Nas décadas de 80 e 90, do século XX, alguns casais que viviam, trabalhavam e até tinham casa na ilha das Flores, optaram por sair da ilha para garantir, para além das condições de saúde, um ensino de qualidade para os filhos. Destes, pais e filhos, pouquíssimos voltaram. Os que não voltaram fizeram muita falta. Creio bem que voltaremos a assistir a um “êxodo” semelhante nos próximos anos, pois os pais das Flores perceberão que os impostos que pagam não estão a ter o mesmo retorno na educação dos seus filhos que os impostos pagos por contribuintes de algumas das outras ilhas do arquipélago. Esse êxodo está patente no diferencial plasmado nos censos de 2001 e 2011, acrescento, ainda, que o número de habitantes que esta ilha perdeu corresponde à redução do número de alunos na nossa escola, na referida década.

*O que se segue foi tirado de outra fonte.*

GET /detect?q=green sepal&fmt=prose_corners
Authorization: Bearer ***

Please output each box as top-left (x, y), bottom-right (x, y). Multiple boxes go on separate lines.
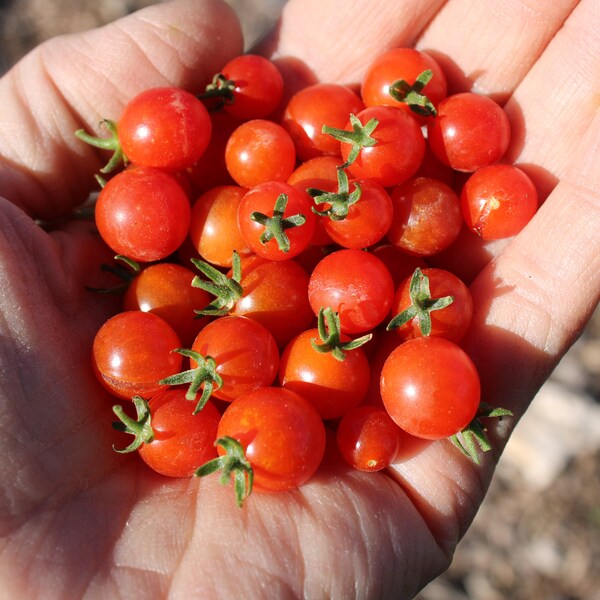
top-left (306, 169), bottom-right (362, 221)
top-left (250, 194), bottom-right (306, 252)
top-left (321, 114), bottom-right (379, 169)
top-left (389, 69), bottom-right (437, 117)
top-left (113, 396), bottom-right (154, 454)
top-left (75, 119), bottom-right (127, 173)
top-left (386, 267), bottom-right (454, 336)
top-left (311, 306), bottom-right (373, 361)
top-left (191, 250), bottom-right (244, 317)
top-left (194, 436), bottom-right (254, 508)
top-left (158, 348), bottom-right (223, 415)
top-left (449, 402), bottom-right (513, 465)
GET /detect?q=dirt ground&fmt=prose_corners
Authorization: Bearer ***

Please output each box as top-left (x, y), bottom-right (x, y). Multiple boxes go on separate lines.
top-left (0, 0), bottom-right (600, 600)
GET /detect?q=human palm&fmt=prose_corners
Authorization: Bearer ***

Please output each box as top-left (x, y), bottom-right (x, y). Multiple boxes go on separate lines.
top-left (0, 0), bottom-right (600, 598)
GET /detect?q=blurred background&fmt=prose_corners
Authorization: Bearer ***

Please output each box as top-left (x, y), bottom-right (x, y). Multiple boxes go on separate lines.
top-left (0, 0), bottom-right (600, 600)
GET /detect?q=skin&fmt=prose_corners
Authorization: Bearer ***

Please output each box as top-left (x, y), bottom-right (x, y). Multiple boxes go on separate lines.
top-left (0, 0), bottom-right (600, 599)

Aos nossos governantes algumas questões: É com medidas destas que pretendem reverter a desertificação das ilhas mais pequenas (as denominadas ilhas de coesão) nomeadamente na fixação de jovens casais e no incentivo à natalidade? Nalgumas ilhas dos Açores, estão a desenvolver-se diversas iniciativas para fixação de jovens qualificados, porque é que, na ilha das Flores, nem sequer se tenta manter aqueles que cá estão ou, no mínimo, fixar novos em igual número?
Aos órgãos máximos desta ilha, àqueles que foram eleitos para nos defender, não têm nada a dizer sobre este assunto? Por uma vez, pelo menos por esta vez, ponham de parte as quezílias partidárias e unam-se em torno de uma causa que, penso e quero acreditar, seja comum a todos nós, pois “quem não se sente, não é filho de boa gente”!
Opinião de Rosa Maria Belo Maciel, natural da ilha das Flores e residente por opção na ilha das Flores; ex-aluna desta escola, ex-presidente do Conselho Executivo da EBS das Flores (de 2007 a 2013), mãe e professora da EBS das Flores.